Mark Perrotta, 57, had a "white powdery substance" on his moustache and suspected heroin in his pants pocket when he was arrested, police said.

Mark Perrotta, 57, had been convicted of DUI 10 times before his most recent arrest, prosecutors said.
Mark Perrotta, 57, had been convicted of DUI 10 times before his most recent arrest, prosecutors said.Read more/ MCT

A Delaware County man who struck a parked car in 2019 in what prosecutors say was his 11th DUI offense was sentenced this week to nine to 18 months in prison and one year of probation.

Mark Perrotta, 57, of Folsom, entered a guilty plea to driving under the influence and drug offenses during a hearing Monday before Delaware County Judge James P. Bradley.

Perrotta’s attorney, Stephen Schukraft, said he felt Bradley’s decision was fair.

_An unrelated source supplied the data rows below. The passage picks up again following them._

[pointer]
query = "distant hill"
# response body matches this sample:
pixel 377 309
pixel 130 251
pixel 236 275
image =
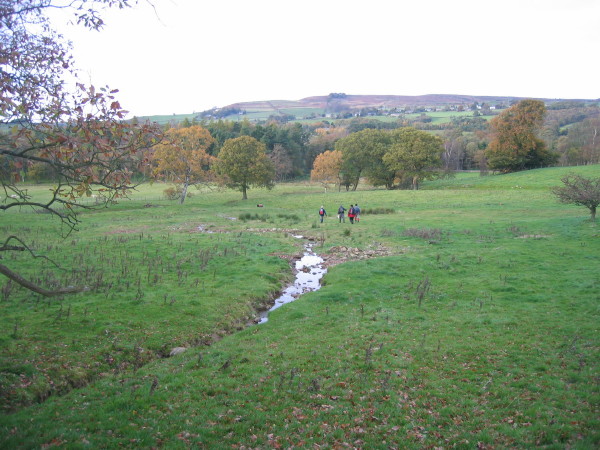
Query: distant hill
pixel 341 105
pixel 378 101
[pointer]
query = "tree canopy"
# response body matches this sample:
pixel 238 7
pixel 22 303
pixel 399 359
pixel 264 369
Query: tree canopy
pixel 182 158
pixel 415 154
pixel 243 163
pixel 358 150
pixel 579 190
pixel 327 167
pixel 76 133
pixel 514 145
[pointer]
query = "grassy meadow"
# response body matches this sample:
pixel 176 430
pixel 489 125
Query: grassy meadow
pixel 477 327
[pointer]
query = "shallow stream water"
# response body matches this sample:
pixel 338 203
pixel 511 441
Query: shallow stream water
pixel 309 270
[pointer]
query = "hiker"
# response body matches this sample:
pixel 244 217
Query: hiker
pixel 322 213
pixel 341 216
pixel 356 213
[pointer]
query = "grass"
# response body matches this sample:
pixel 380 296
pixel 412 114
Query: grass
pixel 478 330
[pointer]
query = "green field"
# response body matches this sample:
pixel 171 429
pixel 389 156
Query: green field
pixel 475 327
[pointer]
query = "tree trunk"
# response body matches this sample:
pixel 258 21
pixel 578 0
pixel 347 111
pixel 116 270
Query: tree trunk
pixel 183 193
pixel 415 183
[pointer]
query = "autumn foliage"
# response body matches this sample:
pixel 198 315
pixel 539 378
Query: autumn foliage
pixel 326 168
pixel 515 145
pixel 182 158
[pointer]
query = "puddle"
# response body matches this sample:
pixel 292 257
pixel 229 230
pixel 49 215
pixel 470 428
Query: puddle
pixel 310 270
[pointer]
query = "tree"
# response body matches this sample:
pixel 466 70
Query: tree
pixel 358 150
pixel 579 190
pixel 326 168
pixel 75 133
pixel 414 153
pixel 282 162
pixel 244 163
pixel 514 145
pixel 183 159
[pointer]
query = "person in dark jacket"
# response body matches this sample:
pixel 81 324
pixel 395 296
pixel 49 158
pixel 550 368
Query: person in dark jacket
pixel 341 216
pixel 322 213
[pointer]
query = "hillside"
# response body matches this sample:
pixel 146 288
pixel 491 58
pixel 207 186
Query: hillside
pixel 374 101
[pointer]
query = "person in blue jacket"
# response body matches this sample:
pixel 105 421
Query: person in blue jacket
pixel 322 213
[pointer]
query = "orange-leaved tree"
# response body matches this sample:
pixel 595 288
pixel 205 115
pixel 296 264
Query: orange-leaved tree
pixel 75 135
pixel 327 168
pixel 515 145
pixel 182 158
pixel 243 163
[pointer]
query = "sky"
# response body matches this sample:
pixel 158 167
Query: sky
pixel 186 56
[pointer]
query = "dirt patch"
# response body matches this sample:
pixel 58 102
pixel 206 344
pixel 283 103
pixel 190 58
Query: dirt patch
pixel 340 254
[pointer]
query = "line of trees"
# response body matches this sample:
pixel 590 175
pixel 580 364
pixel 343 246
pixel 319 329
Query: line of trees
pixel 393 159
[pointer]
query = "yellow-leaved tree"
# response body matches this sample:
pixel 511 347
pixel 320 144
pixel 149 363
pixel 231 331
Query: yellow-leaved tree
pixel 182 159
pixel 327 167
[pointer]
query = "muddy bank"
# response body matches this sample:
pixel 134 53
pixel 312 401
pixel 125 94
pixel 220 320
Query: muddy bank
pixel 308 271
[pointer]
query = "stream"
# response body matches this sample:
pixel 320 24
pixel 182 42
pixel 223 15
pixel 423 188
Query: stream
pixel 309 270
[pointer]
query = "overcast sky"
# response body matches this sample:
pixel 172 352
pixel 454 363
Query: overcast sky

He noted that Perrotta had been in jail since his arrest — nearly 18 months by the time of his hearing Monday.

In announcing Perrotta’s arrest, prosecutors said he had previously been convicted of driving under the influence 10 times, most recently in 2006. But because that last conviction was more than 10 years before his most recent arrest, Pennsylvania law dictated that Perrotta be treated as a first-time DUI offender rather than face the harsher penalties of a repeat conviction.

» READ MORE: A family’s push to change Pennsylvania’s DUI law seemed like an easy win. But it died a slow death in Harrisburg.

An officer in Eddystone confronted Perrotta in December 2019, moments after he struck a parked car with his truck, according to the affidavit of probable cause for Perrotta’s arrest.

Perrotta appeared unsteady on his feet and had a “white powdery substance” on his mustache, the affidavit said. The officer later found five bags of what appeared to be heroin in Perrotta’s pants pocket, one of which was open.

Perrotta refused to have his blood drawn for testing. And he told police the pants he was wearing — and the heroin inside them — didn’t belong to him.

Schukraft said that Perrotta had made an “incredible turnaround” in his life since 2006 but that a prescription for the powerful drug OxyContin for relief from a work injury had led him to heroin addiction.